Hacker News new | past | comments | ask | show | jobs | submit login
Kademlia: A Peer-To-peer Information System Based on the XOR Metric (2002) [pdf] (mit.edu)
191 points by liamzebedee 3 months ago | hide | past | web | favorite | 40 comments

I'm familiar to this paper because I was using eMule. eMule has a direct citation to this paper in its "help" window, otherwise, the decentralization of eD2k would not be possible. The protocol is old, but still impressive.

The year 2000 is special, within the same year, Gnutella, eDonkey and Freenet were all released its initial version, as if the P2P network "emerged" from the Internet. By 2004, eMule, I2P and BitTorrent (and BTW, Tor) were all here. At the very beginning, the first generation of P2P, Gnutella was suffering from its scalability problem - its simple unstructured, flooding protocol needs a number of O(n) queries, and becomes unstable once the users exceeded millions.

Then, Kademlia almost saved P2P. BitTorrent, I2P, eD2k and many other P2P protocols are all Kad-based. For example, in eD2k, Kad allowed it to have P2P resource discovery, and also an efficient decentralized keyboard search engine (although there is spam, but mostly works, and in BitTorrent we still don't have it), all with only a O(log(n)) query, The P2P mechanism of I2P is also exclusively based on Kad.

The authors of this paper are the few people who have made great contributions to the Internet.

I love how people are rediscovering the previous generation of P2P software from 15-20 years ago. Reading through these papers was a huge part of my college procrastination; maybe now that cryptocurrencies give a way to provide economic incentives to those who contribute computing power, we might see a renaissance of some of these older ideas.

Interestingly, the original Kademlia paper did not make it into any of the big p2p conferences at the time. It was published at some 2nd tier p2p workshop. It was only when the system gained actual adoption, that people referenced the paper.

In contrast, Chord, which was published 1 year earlier in 2001 is one of the most cited papers in computer science. However, Chord was not practical. It assumed the availability of bi-directional connections between any two hosts. However, NATs had just started to appear, which broke Chord. Kademlia, which does not require peers to maintain a well-defined routing structure (the ring in Chord) can muddle through with NATs - because the routing table is a huge messy tree and if any branches lead you to the destination, it will kind of work.
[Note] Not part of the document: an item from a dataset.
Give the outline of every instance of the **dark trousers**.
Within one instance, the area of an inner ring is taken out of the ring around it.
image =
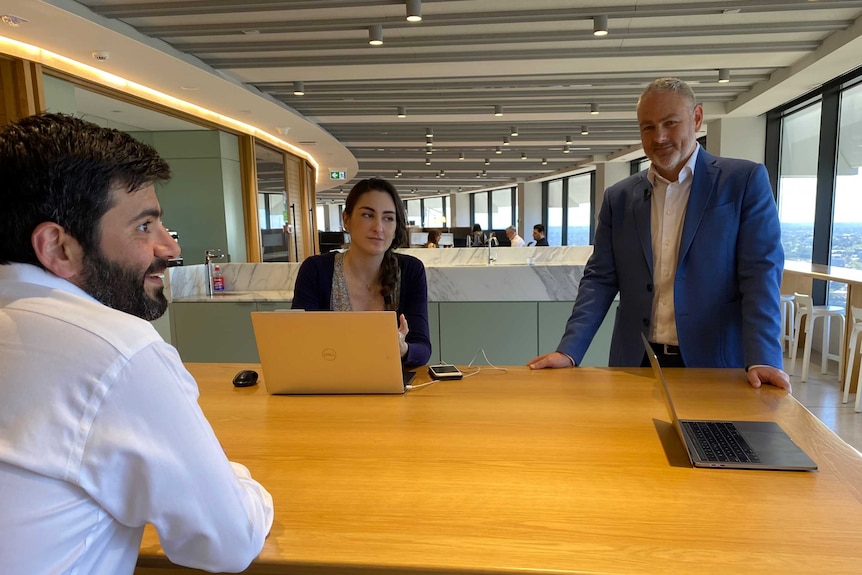
[[[679,352],[678,345],[665,345],[663,343],[653,343],[650,342],[653,351],[655,351],[655,356],[658,358],[658,364],[662,367],[685,367],[685,363],[682,361],[682,354]],[[644,352],[643,361],[641,361],[641,367],[649,367],[649,358]]]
Being the engine behind trackerless BitTorrent gave it quite some exposure too. I do not know if it was before or after it became known in academia.

My point was that it became the engine behind trackerless BT because it worked in the presence of NATs - even if other architectures, like Chord, had superior properties (if you assume an unrealistic model of the open internet).

The other point of note is that Kademlia was not designed to work in the presence of NATs. That was a feature whose value was only appreciated when ISPs ran out of open IP addresses and NAT'd up whole networks. It shows the value of exploratory, basic research.

It is a key part of the implementation of Holochain (https://holo.host).

It turns out that global consensus is not required to maintain accounting balance in a global-scale ledger. DHTs and their validation of the data they host is a big part of maintaining the invariant of the system.

I have been excited about this project for quite some time. They recently released their Rust client, although without networking. I cannot wait to play with it further as it holds the most promise amongst all "Web3" decentalized platforms.

Kademlia is still in widespread use today. For example Bittorrent uses it to resolve magnet links.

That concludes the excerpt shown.